A BHAG has one powerful effect: ispiration. You will find that this huge goal, whether you attain it or not, becomes aspirational. It lifts your student leaders and followers, and give them something bigger than themselves to work to achieve. That’s a powerful goal.

Finding the Time

After the past year or more, your student leaders may have lost their compass. Not to imply that they are lost, but they may be struggling with schedules these days. We all had those pandemic days that just drifted into one another. Those weeks when we weren’t sure even what day of the week we were living.

Working and learning virtually sometimes means setting your own schedule. Now that we’re back on campus, some students are struggling to get everything done. They need some help in what I call the Three Ps: Planning, Priorities, and Procrastination.
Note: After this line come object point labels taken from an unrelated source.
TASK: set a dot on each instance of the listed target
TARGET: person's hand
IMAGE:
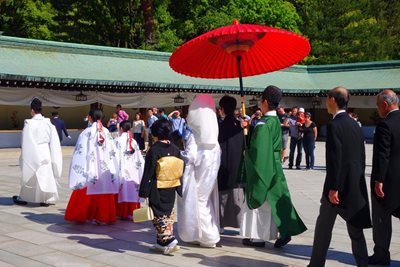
(379, 189)
(334, 197)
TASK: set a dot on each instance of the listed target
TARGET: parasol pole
(243, 105)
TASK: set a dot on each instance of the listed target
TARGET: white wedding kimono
(198, 209)
(94, 166)
(41, 161)
(130, 167)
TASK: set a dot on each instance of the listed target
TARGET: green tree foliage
(344, 31)
(28, 18)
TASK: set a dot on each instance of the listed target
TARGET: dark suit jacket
(386, 161)
(231, 140)
(345, 170)
(60, 126)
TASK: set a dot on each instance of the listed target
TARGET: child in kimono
(163, 170)
(130, 167)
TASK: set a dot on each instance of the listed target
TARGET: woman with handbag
(130, 168)
(139, 130)
(163, 170)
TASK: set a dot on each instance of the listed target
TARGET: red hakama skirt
(98, 208)
(125, 209)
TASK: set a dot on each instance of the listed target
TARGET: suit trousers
(295, 142)
(381, 230)
(323, 234)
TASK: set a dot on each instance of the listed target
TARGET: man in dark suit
(60, 125)
(345, 189)
(385, 178)
(231, 140)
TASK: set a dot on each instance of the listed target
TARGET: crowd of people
(222, 178)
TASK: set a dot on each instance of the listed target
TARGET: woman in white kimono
(41, 159)
(198, 210)
(93, 175)
(130, 167)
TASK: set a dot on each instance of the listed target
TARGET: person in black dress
(309, 130)
(163, 170)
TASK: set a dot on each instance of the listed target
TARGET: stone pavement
(39, 236)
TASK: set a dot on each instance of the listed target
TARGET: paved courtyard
(39, 236)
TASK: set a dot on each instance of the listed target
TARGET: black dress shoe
(248, 242)
(280, 242)
(373, 260)
(19, 201)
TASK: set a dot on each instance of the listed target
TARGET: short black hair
(161, 129)
(228, 103)
(273, 95)
(341, 96)
(125, 125)
(36, 105)
(95, 114)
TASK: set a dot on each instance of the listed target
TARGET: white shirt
(340, 111)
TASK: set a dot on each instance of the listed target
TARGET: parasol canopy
(239, 50)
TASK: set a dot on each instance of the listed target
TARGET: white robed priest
(41, 159)
(198, 210)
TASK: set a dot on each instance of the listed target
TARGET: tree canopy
(339, 31)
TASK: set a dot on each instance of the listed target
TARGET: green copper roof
(36, 63)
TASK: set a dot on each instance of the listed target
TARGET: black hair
(36, 105)
(341, 96)
(228, 104)
(273, 95)
(125, 125)
(95, 114)
(161, 129)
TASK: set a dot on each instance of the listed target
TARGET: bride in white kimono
(41, 159)
(130, 168)
(198, 210)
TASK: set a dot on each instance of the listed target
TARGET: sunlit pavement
(39, 236)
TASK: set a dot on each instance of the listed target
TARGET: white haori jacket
(93, 165)
(41, 160)
(198, 210)
(130, 168)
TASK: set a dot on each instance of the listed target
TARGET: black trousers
(323, 235)
(381, 230)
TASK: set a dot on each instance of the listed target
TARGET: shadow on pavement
(230, 260)
(6, 201)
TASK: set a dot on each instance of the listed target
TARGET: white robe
(198, 211)
(130, 167)
(94, 166)
(41, 160)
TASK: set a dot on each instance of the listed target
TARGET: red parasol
(239, 50)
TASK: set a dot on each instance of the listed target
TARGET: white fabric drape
(130, 167)
(41, 160)
(198, 211)
(94, 166)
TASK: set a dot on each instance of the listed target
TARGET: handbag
(143, 214)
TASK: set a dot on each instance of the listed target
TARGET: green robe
(264, 178)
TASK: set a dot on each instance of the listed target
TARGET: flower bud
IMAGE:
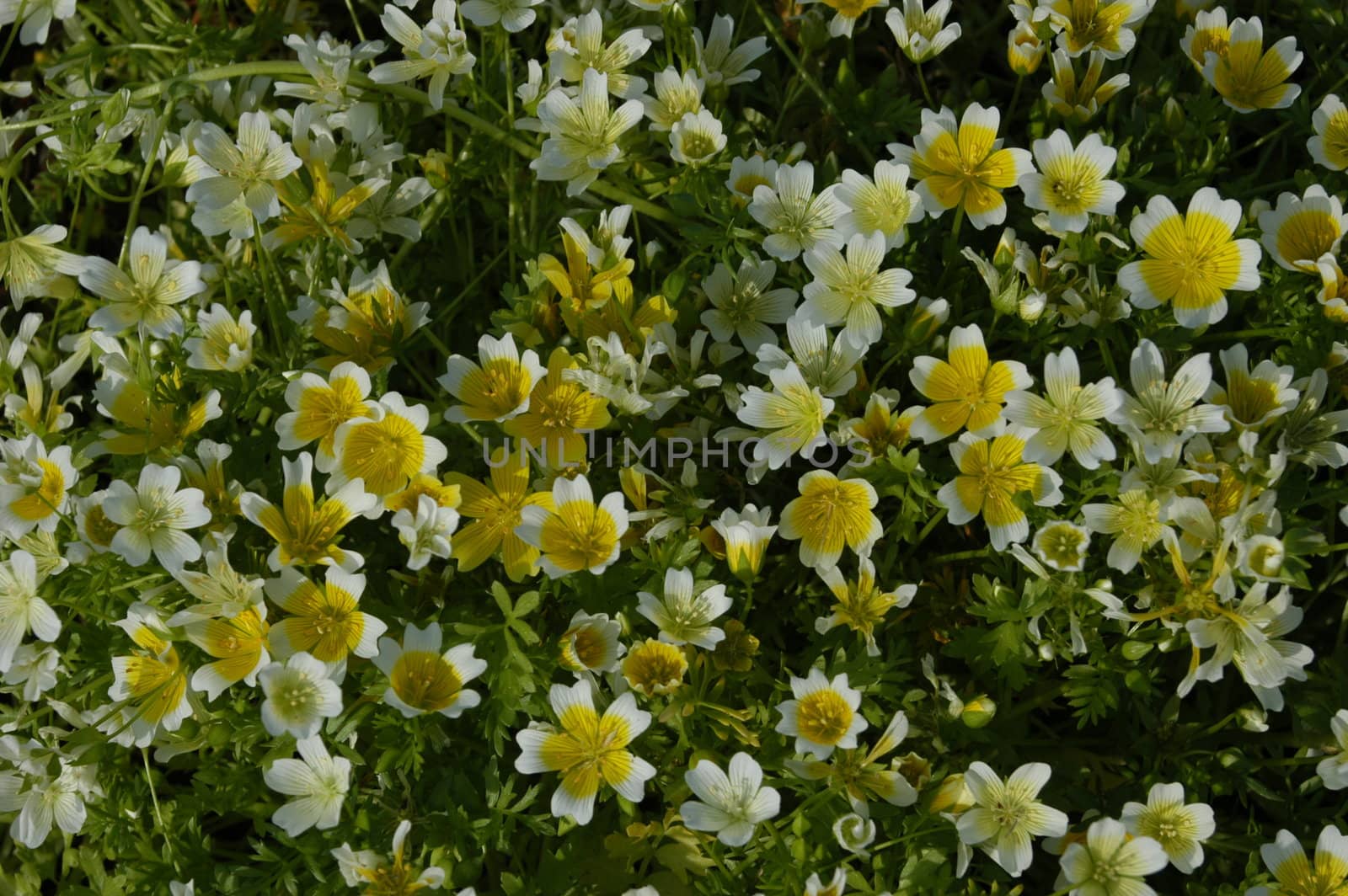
(979, 712)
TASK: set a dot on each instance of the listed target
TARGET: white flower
(923, 34)
(154, 515)
(583, 132)
(745, 303)
(31, 266)
(696, 138)
(848, 290)
(20, 608)
(242, 172)
(795, 219)
(37, 20)
(320, 783)
(34, 669)
(426, 532)
(438, 51)
(224, 344)
(824, 714)
(676, 94)
(1064, 418)
(46, 801)
(1071, 184)
(731, 806)
(1180, 828)
(826, 364)
(1250, 637)
(885, 205)
(1008, 814)
(1163, 414)
(298, 697)
(682, 616)
(145, 296)
(721, 64)
(1334, 770)
(1111, 862)
(790, 417)
(580, 47)
(512, 15)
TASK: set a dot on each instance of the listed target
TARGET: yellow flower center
(822, 717)
(384, 453)
(425, 680)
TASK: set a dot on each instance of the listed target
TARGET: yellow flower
(1294, 875)
(1329, 146)
(499, 390)
(1210, 33)
(654, 667)
(425, 484)
(1192, 259)
(152, 422)
(968, 392)
(424, 680)
(824, 714)
(154, 682)
(831, 514)
(1250, 78)
(495, 511)
(860, 604)
(991, 475)
(588, 749)
(1298, 231)
(577, 534)
(318, 408)
(367, 323)
(307, 532)
(1096, 24)
(559, 411)
(318, 212)
(324, 620)
(383, 451)
(963, 165)
(239, 646)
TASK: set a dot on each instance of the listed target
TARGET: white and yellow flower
(588, 751)
(1192, 259)
(324, 619)
(1250, 78)
(1008, 814)
(1180, 828)
(318, 408)
(575, 534)
(1071, 184)
(1329, 146)
(1064, 419)
(1253, 397)
(499, 388)
(1294, 875)
(967, 390)
(790, 417)
(34, 485)
(425, 680)
(384, 451)
(831, 514)
(822, 716)
(992, 473)
(963, 165)
(1298, 231)
(316, 781)
(239, 644)
(851, 290)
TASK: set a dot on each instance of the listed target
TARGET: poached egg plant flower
(586, 748)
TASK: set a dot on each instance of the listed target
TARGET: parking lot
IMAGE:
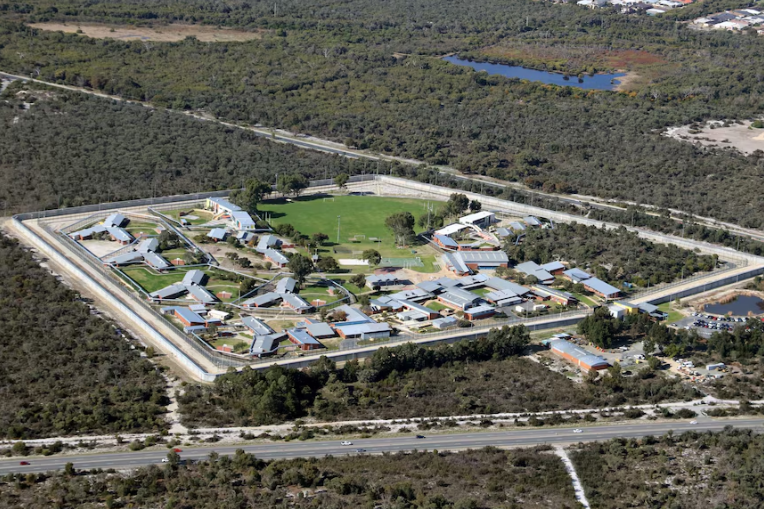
(706, 325)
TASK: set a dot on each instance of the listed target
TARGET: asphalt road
(455, 441)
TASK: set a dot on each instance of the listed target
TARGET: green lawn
(674, 316)
(359, 215)
(204, 216)
(311, 292)
(436, 306)
(152, 281)
(583, 299)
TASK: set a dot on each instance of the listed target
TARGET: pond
(596, 82)
(740, 306)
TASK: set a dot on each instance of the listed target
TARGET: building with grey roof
(352, 314)
(116, 220)
(201, 294)
(286, 285)
(217, 234)
(535, 270)
(193, 277)
(320, 330)
(601, 288)
(258, 327)
(241, 220)
(576, 275)
(415, 294)
(303, 340)
(125, 259)
(169, 292)
(276, 258)
(532, 221)
(264, 300)
(458, 298)
(266, 344)
(577, 355)
(295, 302)
(149, 245)
(267, 242)
(430, 286)
(455, 263)
(479, 312)
(156, 261)
(219, 205)
(445, 242)
(366, 330)
(445, 322)
(382, 281)
(502, 284)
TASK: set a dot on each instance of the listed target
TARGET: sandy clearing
(165, 33)
(737, 136)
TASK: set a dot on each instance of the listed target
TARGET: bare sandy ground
(737, 136)
(166, 33)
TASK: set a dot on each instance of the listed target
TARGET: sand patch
(163, 33)
(741, 136)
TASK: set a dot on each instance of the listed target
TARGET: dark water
(596, 82)
(741, 306)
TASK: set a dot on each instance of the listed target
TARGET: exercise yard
(361, 223)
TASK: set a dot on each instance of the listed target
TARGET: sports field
(362, 218)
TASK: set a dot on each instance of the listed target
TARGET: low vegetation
(616, 256)
(484, 376)
(481, 479)
(686, 471)
(64, 370)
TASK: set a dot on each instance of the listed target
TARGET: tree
(402, 226)
(328, 264)
(254, 192)
(319, 238)
(294, 184)
(300, 266)
(359, 280)
(341, 179)
(372, 256)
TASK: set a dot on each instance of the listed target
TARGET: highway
(441, 442)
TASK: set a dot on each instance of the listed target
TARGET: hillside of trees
(684, 471)
(479, 479)
(64, 371)
(612, 255)
(331, 71)
(69, 149)
(484, 376)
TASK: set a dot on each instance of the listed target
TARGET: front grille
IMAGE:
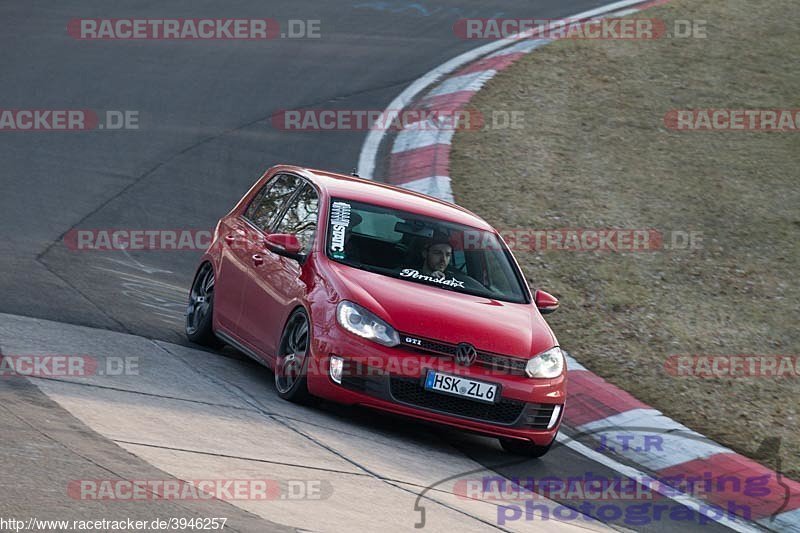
(494, 361)
(410, 391)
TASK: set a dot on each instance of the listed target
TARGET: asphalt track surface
(204, 136)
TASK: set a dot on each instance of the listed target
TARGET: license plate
(463, 387)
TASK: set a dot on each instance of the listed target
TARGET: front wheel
(524, 448)
(292, 362)
(200, 313)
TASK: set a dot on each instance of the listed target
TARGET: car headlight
(363, 323)
(548, 364)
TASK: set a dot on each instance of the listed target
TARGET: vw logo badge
(465, 354)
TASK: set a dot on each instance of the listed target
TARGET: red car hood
(426, 311)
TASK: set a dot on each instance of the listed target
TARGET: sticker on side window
(340, 220)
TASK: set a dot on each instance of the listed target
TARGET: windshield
(422, 250)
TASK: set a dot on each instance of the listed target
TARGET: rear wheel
(292, 362)
(199, 314)
(525, 448)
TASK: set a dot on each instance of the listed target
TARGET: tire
(292, 363)
(200, 312)
(524, 448)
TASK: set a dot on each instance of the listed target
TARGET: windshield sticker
(414, 274)
(340, 220)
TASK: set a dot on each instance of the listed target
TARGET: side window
(301, 217)
(266, 205)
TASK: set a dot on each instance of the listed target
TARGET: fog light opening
(336, 367)
(554, 417)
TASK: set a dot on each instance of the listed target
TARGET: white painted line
(524, 47)
(788, 522)
(471, 82)
(369, 150)
(422, 134)
(674, 445)
(436, 186)
(739, 525)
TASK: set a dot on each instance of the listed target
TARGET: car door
(277, 286)
(242, 239)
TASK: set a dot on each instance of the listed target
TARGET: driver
(436, 256)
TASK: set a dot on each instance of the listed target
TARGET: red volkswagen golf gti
(363, 293)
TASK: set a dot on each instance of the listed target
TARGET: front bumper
(391, 379)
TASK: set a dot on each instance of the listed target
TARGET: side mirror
(545, 302)
(285, 244)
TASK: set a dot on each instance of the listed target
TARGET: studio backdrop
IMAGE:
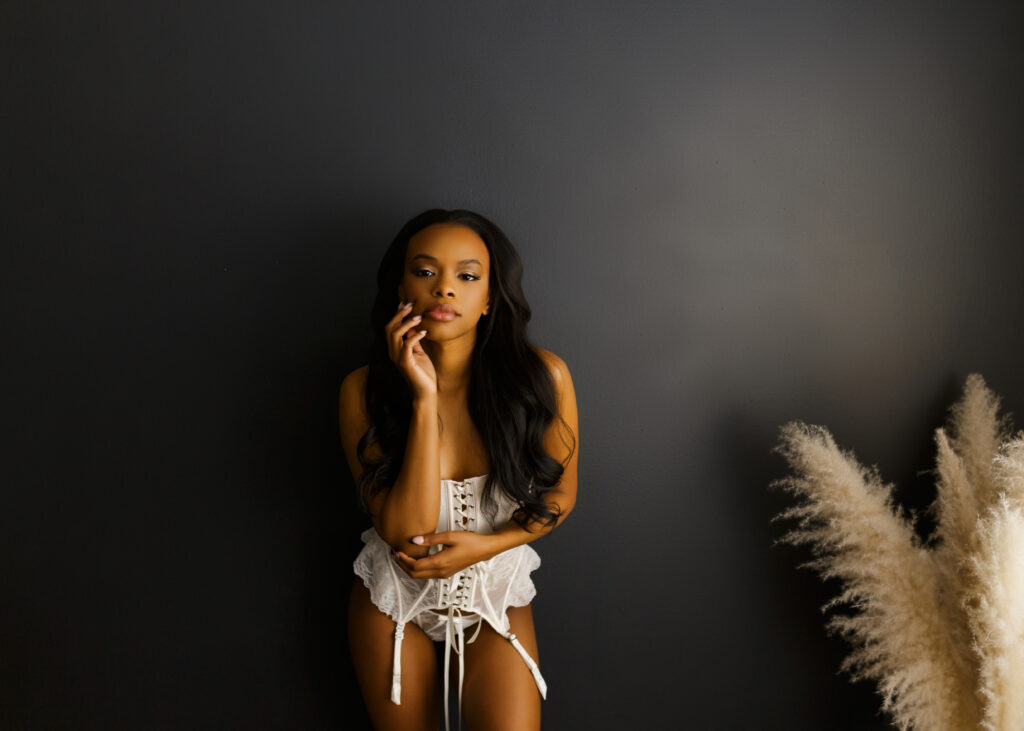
(730, 215)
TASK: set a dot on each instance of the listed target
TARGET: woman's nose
(443, 288)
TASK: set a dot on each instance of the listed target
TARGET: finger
(416, 568)
(426, 563)
(442, 538)
(413, 340)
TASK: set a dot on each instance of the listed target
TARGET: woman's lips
(441, 315)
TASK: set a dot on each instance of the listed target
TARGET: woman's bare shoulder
(559, 371)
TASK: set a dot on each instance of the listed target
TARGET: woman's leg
(371, 637)
(499, 692)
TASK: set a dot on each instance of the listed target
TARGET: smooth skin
(445, 263)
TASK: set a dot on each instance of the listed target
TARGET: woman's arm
(411, 506)
(463, 548)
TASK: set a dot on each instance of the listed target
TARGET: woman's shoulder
(559, 371)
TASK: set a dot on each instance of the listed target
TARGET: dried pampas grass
(939, 627)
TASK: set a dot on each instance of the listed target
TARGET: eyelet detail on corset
(463, 507)
(457, 591)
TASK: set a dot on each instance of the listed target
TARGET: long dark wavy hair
(511, 396)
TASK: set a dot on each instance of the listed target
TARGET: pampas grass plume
(939, 628)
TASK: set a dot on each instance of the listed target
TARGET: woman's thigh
(371, 637)
(499, 691)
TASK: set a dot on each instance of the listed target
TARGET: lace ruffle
(505, 578)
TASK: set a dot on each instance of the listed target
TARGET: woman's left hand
(462, 549)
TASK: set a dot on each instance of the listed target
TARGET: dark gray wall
(731, 215)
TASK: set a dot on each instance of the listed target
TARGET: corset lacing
(456, 592)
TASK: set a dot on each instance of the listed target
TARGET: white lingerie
(483, 591)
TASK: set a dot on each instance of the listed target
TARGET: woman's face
(446, 276)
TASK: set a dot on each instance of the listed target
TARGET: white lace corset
(443, 607)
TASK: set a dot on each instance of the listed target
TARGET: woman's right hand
(407, 353)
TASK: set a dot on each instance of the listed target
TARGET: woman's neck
(451, 359)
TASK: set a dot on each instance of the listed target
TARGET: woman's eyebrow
(434, 259)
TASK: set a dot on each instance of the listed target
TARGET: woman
(462, 438)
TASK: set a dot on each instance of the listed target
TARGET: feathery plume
(940, 628)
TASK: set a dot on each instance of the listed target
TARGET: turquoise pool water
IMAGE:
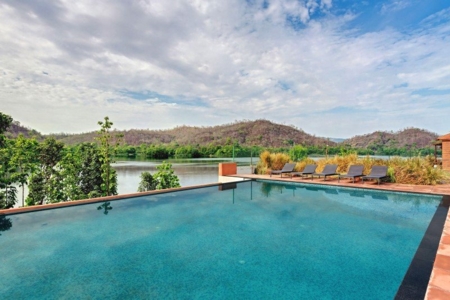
(259, 240)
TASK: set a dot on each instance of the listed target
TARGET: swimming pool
(252, 240)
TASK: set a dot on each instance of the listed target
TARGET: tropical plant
(147, 183)
(165, 177)
(108, 143)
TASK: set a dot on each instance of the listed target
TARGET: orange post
(226, 169)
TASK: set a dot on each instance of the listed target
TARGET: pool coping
(439, 283)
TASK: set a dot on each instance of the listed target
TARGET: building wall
(446, 155)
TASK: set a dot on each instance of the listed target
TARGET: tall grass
(415, 170)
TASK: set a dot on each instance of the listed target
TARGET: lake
(189, 171)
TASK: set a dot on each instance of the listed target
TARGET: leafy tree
(45, 184)
(5, 223)
(24, 160)
(108, 143)
(8, 193)
(148, 183)
(36, 189)
(5, 122)
(91, 179)
(165, 177)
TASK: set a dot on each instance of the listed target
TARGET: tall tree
(5, 122)
(8, 193)
(47, 178)
(108, 144)
(24, 160)
(147, 183)
(165, 177)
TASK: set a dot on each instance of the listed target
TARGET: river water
(189, 171)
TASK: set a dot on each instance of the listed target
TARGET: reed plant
(271, 161)
(414, 170)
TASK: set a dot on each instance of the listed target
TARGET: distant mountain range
(260, 132)
(409, 137)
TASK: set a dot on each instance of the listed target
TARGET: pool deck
(439, 284)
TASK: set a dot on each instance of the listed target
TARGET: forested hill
(247, 133)
(16, 128)
(409, 137)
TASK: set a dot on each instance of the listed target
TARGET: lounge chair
(377, 172)
(329, 170)
(354, 171)
(309, 169)
(287, 168)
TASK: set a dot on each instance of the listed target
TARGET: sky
(333, 68)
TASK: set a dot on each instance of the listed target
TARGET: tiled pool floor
(439, 284)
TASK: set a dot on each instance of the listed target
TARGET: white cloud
(65, 66)
(394, 5)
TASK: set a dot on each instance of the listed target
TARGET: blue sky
(332, 68)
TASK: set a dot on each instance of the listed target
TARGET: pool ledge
(439, 283)
(19, 210)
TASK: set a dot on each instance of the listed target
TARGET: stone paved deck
(439, 284)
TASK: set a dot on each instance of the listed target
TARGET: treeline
(165, 151)
(53, 172)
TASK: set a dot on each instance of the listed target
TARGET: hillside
(15, 129)
(246, 133)
(409, 137)
(260, 132)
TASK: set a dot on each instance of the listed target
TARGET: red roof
(444, 137)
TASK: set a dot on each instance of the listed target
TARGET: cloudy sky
(334, 68)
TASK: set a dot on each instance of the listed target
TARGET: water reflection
(106, 207)
(5, 223)
(189, 171)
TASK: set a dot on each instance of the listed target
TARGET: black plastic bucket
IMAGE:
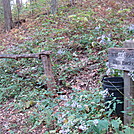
(115, 89)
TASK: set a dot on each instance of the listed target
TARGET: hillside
(79, 38)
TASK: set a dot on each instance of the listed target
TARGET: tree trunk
(7, 15)
(72, 2)
(53, 6)
(18, 5)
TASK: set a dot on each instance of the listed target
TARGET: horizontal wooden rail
(36, 55)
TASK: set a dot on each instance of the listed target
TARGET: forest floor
(13, 121)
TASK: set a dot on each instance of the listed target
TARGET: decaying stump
(45, 57)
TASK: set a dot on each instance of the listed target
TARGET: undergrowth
(68, 35)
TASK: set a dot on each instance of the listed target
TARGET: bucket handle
(104, 77)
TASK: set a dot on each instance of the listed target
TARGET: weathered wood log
(45, 57)
(128, 90)
(37, 55)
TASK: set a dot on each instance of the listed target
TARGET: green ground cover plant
(80, 33)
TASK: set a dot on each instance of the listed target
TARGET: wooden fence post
(48, 72)
(128, 90)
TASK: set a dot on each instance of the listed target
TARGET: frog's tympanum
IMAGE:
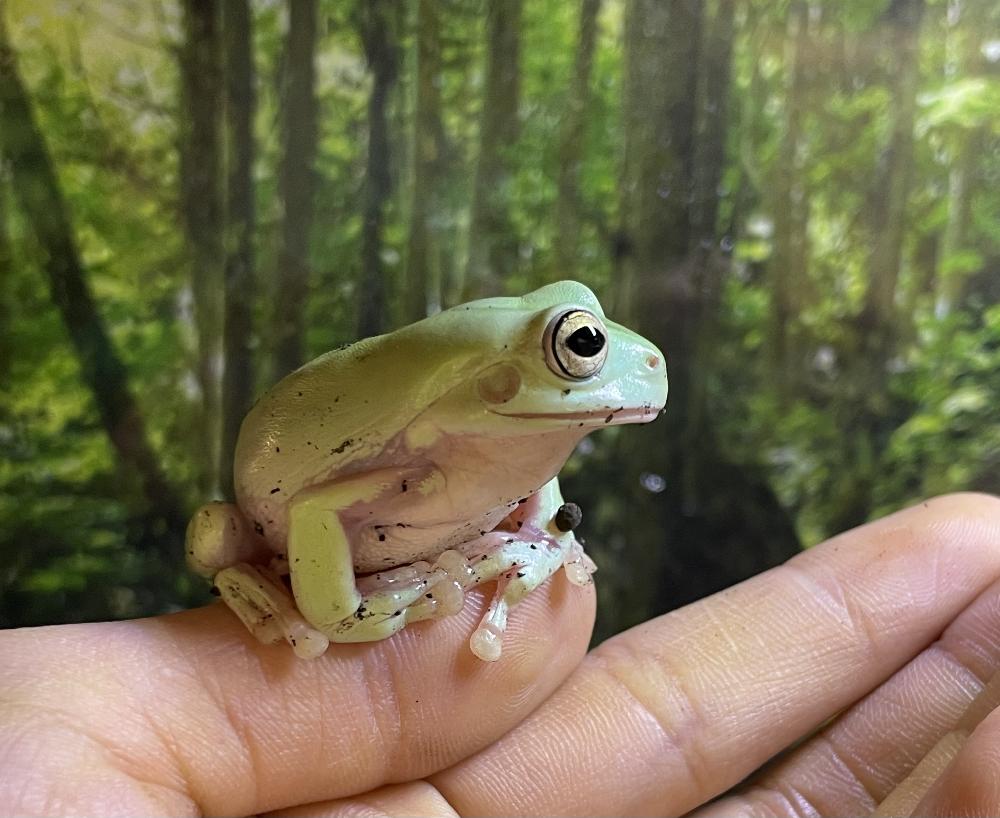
(377, 483)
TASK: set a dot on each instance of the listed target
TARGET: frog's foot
(392, 599)
(259, 598)
(519, 562)
(219, 536)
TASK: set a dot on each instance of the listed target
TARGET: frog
(379, 483)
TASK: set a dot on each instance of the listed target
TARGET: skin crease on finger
(970, 786)
(187, 713)
(855, 763)
(678, 710)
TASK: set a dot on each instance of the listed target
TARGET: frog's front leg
(322, 568)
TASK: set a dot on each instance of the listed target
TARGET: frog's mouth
(622, 414)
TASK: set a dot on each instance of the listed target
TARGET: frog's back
(344, 412)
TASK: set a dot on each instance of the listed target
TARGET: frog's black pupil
(586, 342)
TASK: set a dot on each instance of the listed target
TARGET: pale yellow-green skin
(387, 477)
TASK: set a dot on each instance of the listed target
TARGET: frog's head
(548, 361)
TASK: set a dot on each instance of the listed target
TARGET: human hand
(186, 713)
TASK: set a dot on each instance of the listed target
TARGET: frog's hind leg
(536, 541)
(390, 600)
(259, 598)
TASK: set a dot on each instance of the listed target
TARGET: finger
(905, 729)
(668, 715)
(206, 718)
(970, 786)
(905, 799)
(418, 799)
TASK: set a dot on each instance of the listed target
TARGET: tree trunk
(717, 522)
(713, 118)
(238, 383)
(34, 181)
(864, 404)
(297, 183)
(571, 142)
(6, 274)
(201, 200)
(958, 259)
(493, 246)
(790, 208)
(892, 180)
(381, 52)
(423, 268)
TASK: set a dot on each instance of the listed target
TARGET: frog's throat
(642, 414)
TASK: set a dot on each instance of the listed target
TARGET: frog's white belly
(384, 546)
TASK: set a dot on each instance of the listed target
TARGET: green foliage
(104, 81)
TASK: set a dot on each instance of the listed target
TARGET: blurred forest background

Everybody has the same 24-hours in their day. Some people seem to get a lot more accomplished in their 24-hours. How does that happen? It comes from planning. Make sure your student leaders understand the basic concept of the To-Do list, and how to put one together. Those of us who teach time- management can give them a lot of tips, like making tomorrow’s To-Do list today. That’s right, the last item on each day’s list should be “make tomorrow’s list.” Never start your day by creating a list. It should already be waiting for you.

Likewise, make the best use of your time by prioritizing your list. Not everything on that list is equally important. Remember the Pareto Principle: eighty percent of the work takes twenty percent of the time, and twenty percent of the work takes eighty percent of the time. Do the most important things first, because those things will take the most time. You can do the lessimportant tasks in between the important tasks.

Then there is procrastination– that remarkable ability to put off doing anything important or productive. To quote my friend Mimi Hearn, “killing time isn’t murder, it’s suicide.” It’s YOUR time that you waste when you procrastinate.

Make sure your student leaders have the tools they to need to accomplish their goals. Learning to deal with procrastination leads to success in college and in life. Again, whether you bring professional time management trainers to your campus or do this training in-house yourself, your student leaders must have the skill to deal with their time well, and accomplish their goals.

Give Them a Hand

We’ve all had a tough couple of years. Those of us who have had a few more trips around the sun may be able to dig ourselves out of this hole, but our younger student leaders truly need our help. Make sure you recognize the challenges your student leaders are facing rebuilding their leadership skills and their organizations.

Do all you can to rebuild your campus clubs and organizations. Get your students engaged again, because we know that engaged students are retained students. Don’t underestimate the impact that campus clubs and organizations have on student success.